Andrew Zimbalist, a sports-economics professor at Smith College in Northampton, Mass., said the net increment to profit in the year of the playoff run was "modest." The real money comes down the road, from revenue generated because of a championship team's notoriety.
"Because the demand for the team's products - tickets, concessions, signage, parking, sponsorships, televisions rights, all those things - is higher, you get to sell more product," Zimbalist said. "And you usually get to charge higher prices, so revenues will go up."
Luukko, the Flyers' president, agrees.
"Right now, season-ticket renewals are at a pace 15 percent ahead of last year," he said. "So we'll end up with a renewal rate in the mid- to high-90 percent, which is phenomenal."
Companies that rent suites, club seats, and sponsorship deals are eager to renew.
"It gives us the opportunity to set things up for the following years," Luukko said. "And that's where a run like this really has its most positive impact. It gives us some stability for the next few years."
Professional teams typically increase ticket prices after championship runs, but the Flyers did not increase prices when it appealed to season-ticket-holders for renewals.
Luukko said the Comcast Spectacor chairman, Ed Snider, has been careful not to price fans out of the arena, especially during the recession.
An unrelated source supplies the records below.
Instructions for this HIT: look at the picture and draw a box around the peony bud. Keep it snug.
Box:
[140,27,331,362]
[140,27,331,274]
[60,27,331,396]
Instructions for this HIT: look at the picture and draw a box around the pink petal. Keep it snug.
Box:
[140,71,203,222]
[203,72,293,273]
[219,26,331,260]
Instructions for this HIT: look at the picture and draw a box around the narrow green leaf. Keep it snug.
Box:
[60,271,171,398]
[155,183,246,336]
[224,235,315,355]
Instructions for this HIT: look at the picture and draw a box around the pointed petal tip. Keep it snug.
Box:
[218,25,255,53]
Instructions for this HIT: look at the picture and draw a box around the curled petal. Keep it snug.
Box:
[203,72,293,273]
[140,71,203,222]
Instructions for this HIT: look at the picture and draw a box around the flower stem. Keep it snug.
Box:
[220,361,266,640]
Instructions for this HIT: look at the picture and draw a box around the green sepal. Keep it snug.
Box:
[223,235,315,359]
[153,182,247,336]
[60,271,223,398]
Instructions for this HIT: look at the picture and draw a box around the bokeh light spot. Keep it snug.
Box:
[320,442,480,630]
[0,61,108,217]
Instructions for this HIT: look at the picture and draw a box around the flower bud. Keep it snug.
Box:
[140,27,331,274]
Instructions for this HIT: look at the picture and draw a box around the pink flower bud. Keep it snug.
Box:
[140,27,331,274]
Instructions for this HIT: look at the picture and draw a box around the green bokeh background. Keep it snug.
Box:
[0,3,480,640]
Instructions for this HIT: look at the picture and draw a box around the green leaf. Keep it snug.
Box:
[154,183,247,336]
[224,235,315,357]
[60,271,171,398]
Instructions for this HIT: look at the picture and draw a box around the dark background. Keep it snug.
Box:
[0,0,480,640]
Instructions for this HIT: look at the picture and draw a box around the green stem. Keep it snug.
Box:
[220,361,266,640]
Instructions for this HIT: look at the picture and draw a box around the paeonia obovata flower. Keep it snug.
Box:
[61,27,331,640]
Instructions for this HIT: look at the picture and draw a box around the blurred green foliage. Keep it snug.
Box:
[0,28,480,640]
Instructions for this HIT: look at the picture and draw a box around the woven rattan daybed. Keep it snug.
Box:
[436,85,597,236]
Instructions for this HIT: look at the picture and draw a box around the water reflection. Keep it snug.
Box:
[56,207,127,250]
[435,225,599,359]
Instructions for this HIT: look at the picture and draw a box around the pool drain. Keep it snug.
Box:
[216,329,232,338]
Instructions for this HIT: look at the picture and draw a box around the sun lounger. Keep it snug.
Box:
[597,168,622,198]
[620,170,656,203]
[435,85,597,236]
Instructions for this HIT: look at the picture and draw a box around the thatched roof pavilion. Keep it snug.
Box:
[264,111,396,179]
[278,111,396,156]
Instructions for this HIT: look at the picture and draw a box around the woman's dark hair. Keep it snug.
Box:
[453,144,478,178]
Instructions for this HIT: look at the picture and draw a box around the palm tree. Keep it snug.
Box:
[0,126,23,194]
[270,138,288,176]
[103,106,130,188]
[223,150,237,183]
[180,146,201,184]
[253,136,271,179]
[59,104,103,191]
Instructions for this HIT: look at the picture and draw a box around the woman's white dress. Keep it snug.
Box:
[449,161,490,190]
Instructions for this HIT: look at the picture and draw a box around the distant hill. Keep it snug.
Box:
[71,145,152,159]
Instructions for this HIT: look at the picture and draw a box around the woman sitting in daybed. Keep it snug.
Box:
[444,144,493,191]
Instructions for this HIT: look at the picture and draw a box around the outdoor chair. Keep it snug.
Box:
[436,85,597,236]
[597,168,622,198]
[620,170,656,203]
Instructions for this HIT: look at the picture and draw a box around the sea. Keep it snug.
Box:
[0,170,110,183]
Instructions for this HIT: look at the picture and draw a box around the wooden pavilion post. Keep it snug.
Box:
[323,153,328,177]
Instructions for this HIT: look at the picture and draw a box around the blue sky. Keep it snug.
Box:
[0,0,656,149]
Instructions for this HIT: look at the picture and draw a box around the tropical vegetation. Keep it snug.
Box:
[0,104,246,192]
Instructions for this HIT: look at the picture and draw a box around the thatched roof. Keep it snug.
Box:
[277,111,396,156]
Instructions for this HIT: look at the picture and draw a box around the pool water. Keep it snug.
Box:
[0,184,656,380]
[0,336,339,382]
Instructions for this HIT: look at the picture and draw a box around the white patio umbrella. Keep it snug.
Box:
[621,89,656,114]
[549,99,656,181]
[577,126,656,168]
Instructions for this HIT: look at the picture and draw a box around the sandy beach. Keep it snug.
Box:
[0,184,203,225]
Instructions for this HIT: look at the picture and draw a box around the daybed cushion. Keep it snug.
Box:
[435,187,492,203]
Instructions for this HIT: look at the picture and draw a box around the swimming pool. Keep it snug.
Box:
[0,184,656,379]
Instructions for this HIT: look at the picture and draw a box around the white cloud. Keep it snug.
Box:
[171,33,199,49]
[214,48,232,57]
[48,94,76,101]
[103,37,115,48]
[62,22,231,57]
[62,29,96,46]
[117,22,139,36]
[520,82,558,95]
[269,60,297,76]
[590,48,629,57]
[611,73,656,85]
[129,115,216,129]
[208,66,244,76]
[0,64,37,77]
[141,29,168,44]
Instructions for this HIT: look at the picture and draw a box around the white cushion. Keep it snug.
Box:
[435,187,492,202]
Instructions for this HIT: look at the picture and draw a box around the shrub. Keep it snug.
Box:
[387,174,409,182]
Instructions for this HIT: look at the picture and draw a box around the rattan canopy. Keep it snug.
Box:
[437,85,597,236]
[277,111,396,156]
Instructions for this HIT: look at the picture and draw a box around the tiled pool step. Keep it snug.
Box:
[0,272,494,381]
Though the team is a top-five NHL market, it ranks 15th in average ticket prices.
Before the playoffs, he said, ticket sales had shown some signs of weakness in the poor economy.
Typically the best seats in the arena, the lower tier, sell first. "But this was the first year in my career that people actually asked to go from the lower level to the balcony because of economic reasons," he said.
He does not hear much bearish sentiment these days.
"Now, we have an incredible demand for the whole building, that's what a run like this does for you," he said. The team is likely to go into the off-season with 95 percent of next year's tickets sold, he said.
Sales of merchandise and concessions also increase during the playoffs. During a typical regular-season game - the Flyers play 41 home games before the playoffs - food, beverage, and merchandise sales amount to $350,000 to $400,000 per game, said Luukko. In the playoffs, sales might reach $700,000, of which the arena gets a net of 20 percent to 25 percent.
"Fans come earlier, they stay later and just spend more while they're there," Luukko said. "It's really a fun time."
The players also get a share of the pie.
Under the terms of the NHL Players Association contract, the league distributes $6.5 million to players whose teams appear in the playoffs. The champions get $1,875,000 of that, which the players divide into shares among themselves. The players on the second-place team get $1,125,000.
As for the Philadelphia economy, Luukko said each home game generates about $200,000 in city tax revenue - sales tax, wage tax, admissions tax.
But Zimbalist, the sports economist, said the games would not really generate too much additional economic activity, because the hockey games do not attract too many out-of-town fans (although 600 media representatives will attend).
"Pretty much all the people who are going to be at the arena will be from Greater Philadelphia, and they spend money at the arena instead of spending it somewhere else in the Philadelphia economy," Zimbalist said. "So it doesn't have much impact one way or another."